As you can probable imagine, much of your time in Maneater is spent chowing down. You eat tons of fish and other aquatic life, eventually moving on to people who are either swimming innocently or shooting at you not-so-innocently. Good thing you’re heavily armed. Er, finned. Not only do you have such teeth, dear, but you can also stun enemies by smacking them with your tail, which you can also use to fling things. Which may not sound handy, but only if you’ve never been knocked off a jet ski by a turtle someone flung at your head. You can even jump up out of the water and, say, land on the deck of a boat full of tasty fishermen.
It also helps that the attack controls in Maneater work well. Though they are simplistic. Sure, it’s all a bit button mashy, but that works when you feel like going on a feeding frenzy and don’t feel like doing some complicated combo just so you can filet a fish.

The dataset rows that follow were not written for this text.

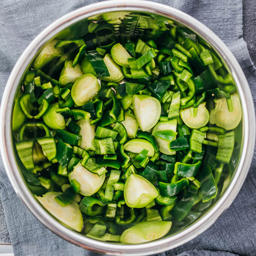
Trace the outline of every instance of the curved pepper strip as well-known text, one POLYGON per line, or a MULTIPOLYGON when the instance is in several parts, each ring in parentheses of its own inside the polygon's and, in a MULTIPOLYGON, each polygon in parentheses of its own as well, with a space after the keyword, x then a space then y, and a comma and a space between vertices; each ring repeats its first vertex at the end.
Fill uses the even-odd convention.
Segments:
POLYGON ((21 109, 24 112, 28 118, 35 118, 39 119, 44 113, 49 106, 48 101, 45 99, 43 99, 42 103, 38 108, 39 113, 35 116, 33 116, 30 114, 31 112, 37 109, 37 108, 34 107, 30 101, 30 94, 25 94, 20 98, 20 104, 21 109))
POLYGON ((79 210, 89 216, 102 215, 104 212, 104 205, 100 201, 93 197, 85 197, 79 205, 79 210), (95 206, 95 205, 98 205, 95 206), (93 210, 93 206, 94 206, 93 210))
POLYGON ((123 162, 121 166, 122 168, 127 168, 129 165, 130 158, 125 152, 123 149, 123 144, 120 144, 119 147, 120 156, 123 160, 123 162))
POLYGON ((57 154, 56 144, 54 139, 52 137, 37 138, 37 141, 42 148, 43 152, 49 161, 53 160, 57 154))
POLYGON ((132 75, 131 73, 131 70, 130 69, 126 67, 125 67, 122 66, 121 67, 121 70, 122 70, 122 73, 123 73, 123 75, 124 76, 125 78, 133 78, 133 76, 132 75))
POLYGON ((137 133, 137 137, 139 139, 145 139, 148 141, 149 141, 153 146, 155 152, 159 151, 159 145, 158 145, 158 143, 157 143, 157 142, 155 137, 150 133, 149 133, 148 131, 139 131, 138 132, 138 133, 137 133))
POLYGON ((235 145, 234 131, 219 135, 216 160, 228 164, 230 161, 235 145))
POLYGON ((198 172, 202 162, 198 161, 195 164, 176 162, 174 167, 175 174, 184 177, 194 177, 198 172))
POLYGON ((159 181, 158 186, 160 194, 165 197, 175 195, 180 192, 184 187, 189 185, 188 179, 185 178, 175 183, 166 183, 159 181))
MULTIPOLYGON (((120 209, 122 209, 122 207, 120 207, 120 209)), ((120 218, 120 215, 118 214, 118 212, 117 212, 117 214, 115 218, 116 223, 119 225, 126 225, 133 222, 136 219, 134 210, 133 208, 129 207, 128 211, 129 212, 130 216, 125 219, 120 218)))
POLYGON ((163 221, 170 220, 172 219, 172 215, 170 214, 170 212, 177 204, 178 198, 174 196, 172 197, 174 198, 173 201, 169 205, 164 206, 160 211, 160 215, 163 221))
POLYGON ((215 198, 217 195, 218 187, 208 164, 205 165, 200 171, 199 180, 201 184, 203 202, 208 202, 215 198))
POLYGON ((117 159, 115 160, 104 159, 99 157, 97 158, 96 160, 96 163, 100 166, 108 166, 119 170, 121 166, 122 161, 119 159, 117 159))
POLYGON ((20 130, 19 133, 19 140, 21 141, 24 139, 24 133, 26 129, 29 128, 30 130, 36 128, 37 127, 42 130, 44 130, 45 131, 45 137, 50 137, 51 136, 50 133, 49 129, 43 123, 28 123, 24 124, 20 130))
POLYGON ((34 139, 20 141, 15 144, 18 155, 25 168, 28 170, 33 169, 35 167, 33 158, 34 139))
POLYGON ((70 204, 76 196, 76 193, 72 187, 67 189, 59 195, 54 198, 54 200, 62 206, 66 206, 70 204))
POLYGON ((194 80, 192 79, 189 79, 187 81, 187 84, 189 86, 189 91, 186 97, 180 99, 180 103, 183 105, 187 104, 193 98, 195 93, 195 86, 194 80))
POLYGON ((121 111, 121 103, 120 101, 117 99, 114 96, 112 97, 112 100, 113 101, 113 106, 110 110, 109 114, 116 121, 117 120, 117 117, 121 111))
MULTIPOLYGON (((103 114, 102 118, 101 118, 99 125, 99 126, 107 126, 114 122, 114 118, 110 115, 110 111, 107 110, 105 111, 103 114)), ((91 125, 92 124, 91 122, 91 125)))
POLYGON ((113 130, 118 133, 119 142, 120 144, 123 144, 127 139, 127 132, 123 125, 120 122, 117 122, 113 130))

As you grow, you not only get stronger, and learn to jump higher, but you’ll also unlock and improve your sharking skills…though not always in accordance with the laws of nature. Your shark can not only develop poison glands, but they also get bio-electric organs that make me wonder if I should pitch SyFy on a movie about a cybernetic shark sent back from the future to kill John Connor’s goldfish.
Thankfully, some of the upgrades you can chose in Maneater make more sense, scientifically-speaking. Like Batman in the Arkham games and Lara Croft in Shadow Of The Tomb Raider, your shark has a radar system that identifies nearby edibles and other interesting things in the water. Though, like Batman’s and Lara’s similar skills, your shark sonar could work better. Even when you upgrade it, food and other things don’t stay highlighted very long.
This, however, isn’t the only thing that keeps Maneater from being as much fun as it could’ve been. For starters, the camera controls are seriously wonky, even after you adjust them. It also doesn’t help that you can’t lock on to an enemy, which would compensate somewhat.
Navigating the waters in Maneater is also problematic. The lack of an on-screen map, or any way of marking your trail with a constant indicator — like say, the kind they employed in Fable 2 — means you constantly have to switch to the full-screen map to figure out where to go. Granted, you can mark spots on the map, which puts a beam of blue light in the sky to indicate where you want to go. But with the waterways being rather maze-like, doing this doesn’t make it any easier to actually get there.
There’s also a lack of variety in Maneater. It’s a lot of eat or be eaten. Which, admittedly, what a shark’s life is like, and you don’t hear them complaining about being bored. But then, they’re sharks, and sharks can’t speak, so even if they were bored, how would you know?
It also doesn’t help that, when you’re just a kid or a teenager, you have to face off against alligators, who are both much, much stronger than you, and also really common. Granted, you do eventually get bigger than them, but until you do, this can be really frustrating. Doubly so when you get attacked by two at the same time.
Even the goofy narration in Maneater gets to be a bit much after a while. Though delivered expertly by Chris Parnell of Rick & Morty and Archer fame, his bon mots are entertaining for the first hour or two, but eventually have you wishing he would take a break. Or hand the mic over to H. Jon Benjamin or Justin Roiland.
Maneater also has a problem so common these days that I basically just cut and paste this paragraph into every relevant review: the type is too small. If you sit at a reasonable distance from your television — y’know, like your mama told you to — you’ll have a lot of trouble reading the menus and especially the captions. The tiny, tiny captions.
As bad as this may make Maneater sound,
it is still a fairly entertaining game. Granted, some of that comes from being unique — it is the first shARkPG I’ve ever played — and is decidedly more so having a silliness that makes it more Sharknado-esque than Shark Week approved. It’s also satisfying when you can go on a killing spree without being accosted by some future piece of luggage. But the lack of variety and problematic camera controls and world navigation keep it from being as, well, biting as it could’ve been.